8) The Battery Park Book Exchange and Champagne Bar: Once there was a man who wanted to have a rare books store but he found that he couldn’t make any money at it, so he got a liquor license and starting selling wine and champagne in his bookstore as well. Comfortable couches and easy chairs are interspersed among the shelves of books creating an atmosphere that is both convivial and private. This is the place where locals gather in the evening. Dogs are always welcome and live music is often performed (but never in a way which stops the conversation). They also have a coffee bar. What more could you ask for?
9) The Asheville Tourists: I love baseball and I love that Asheville has its own Single A farm team for the Rockies (rather lamely named the “Tourists”). The best tickets in the house are $10 and you will enjoy a wide choice of local beer with your hotdogs, peanuts and Crackerjack while watching baseball that is occasionally very, very good and entertainment between innings that is straight out of small town America.—is there anything better than watching a little boy race a huge teddy bear mascot around the bases?

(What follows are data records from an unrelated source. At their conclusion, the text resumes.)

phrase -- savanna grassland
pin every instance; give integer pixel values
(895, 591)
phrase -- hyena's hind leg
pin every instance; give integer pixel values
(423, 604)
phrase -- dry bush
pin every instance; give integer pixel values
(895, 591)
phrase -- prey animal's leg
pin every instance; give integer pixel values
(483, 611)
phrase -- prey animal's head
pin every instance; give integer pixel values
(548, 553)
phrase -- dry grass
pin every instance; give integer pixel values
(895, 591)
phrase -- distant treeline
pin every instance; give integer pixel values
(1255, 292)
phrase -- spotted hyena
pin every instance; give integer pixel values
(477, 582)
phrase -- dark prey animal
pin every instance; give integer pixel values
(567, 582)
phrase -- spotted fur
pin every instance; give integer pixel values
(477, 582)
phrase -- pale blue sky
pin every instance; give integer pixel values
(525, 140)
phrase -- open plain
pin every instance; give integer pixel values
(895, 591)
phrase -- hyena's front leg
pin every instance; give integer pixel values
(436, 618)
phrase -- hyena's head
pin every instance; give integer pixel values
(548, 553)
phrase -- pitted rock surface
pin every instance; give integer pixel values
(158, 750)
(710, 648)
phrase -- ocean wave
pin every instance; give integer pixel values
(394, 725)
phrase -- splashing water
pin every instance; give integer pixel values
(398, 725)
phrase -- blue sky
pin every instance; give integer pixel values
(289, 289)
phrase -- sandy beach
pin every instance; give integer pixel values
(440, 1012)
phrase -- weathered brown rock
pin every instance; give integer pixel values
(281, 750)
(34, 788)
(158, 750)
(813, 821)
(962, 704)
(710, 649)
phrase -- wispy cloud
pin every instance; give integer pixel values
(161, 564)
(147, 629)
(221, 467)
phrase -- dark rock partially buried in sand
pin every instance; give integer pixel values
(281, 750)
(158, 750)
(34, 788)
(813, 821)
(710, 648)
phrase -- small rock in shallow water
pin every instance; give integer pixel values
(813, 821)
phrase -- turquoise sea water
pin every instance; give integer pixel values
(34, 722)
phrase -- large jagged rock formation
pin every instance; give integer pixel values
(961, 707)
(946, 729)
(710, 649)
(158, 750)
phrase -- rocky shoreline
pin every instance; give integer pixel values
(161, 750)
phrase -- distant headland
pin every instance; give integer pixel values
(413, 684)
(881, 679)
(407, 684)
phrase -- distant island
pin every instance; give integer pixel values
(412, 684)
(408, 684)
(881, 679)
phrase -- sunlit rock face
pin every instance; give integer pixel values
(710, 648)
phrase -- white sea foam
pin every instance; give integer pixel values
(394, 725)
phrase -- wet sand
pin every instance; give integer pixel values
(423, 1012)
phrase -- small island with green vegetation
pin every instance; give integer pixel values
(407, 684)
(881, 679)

After the game, head across the street to Wings for some deliciously sticky Buffalo wings in a wide variety of flavors!
10) Sitting on the front porch at the Carolina Bed & Breakfast. You can listen to the birdsong in our garden and watch the neighbors pass by: mothers with small children, dog walkers and the occasional jogger. Say hello to the post man as he delivers the mail while you rock back and forth on our porch swing. And in the evening we will offer you an array of hot and cold hors d’oeurves before you set off to walk to town for dinner. Breakfast is all very well but if that was all I ever got to make I would be sad. Our evening social hour is my chance to have fun. Our canapés are often based around the produce available in the markets so I’m never really sure what will be there from day to day, but there are always four to five different choices!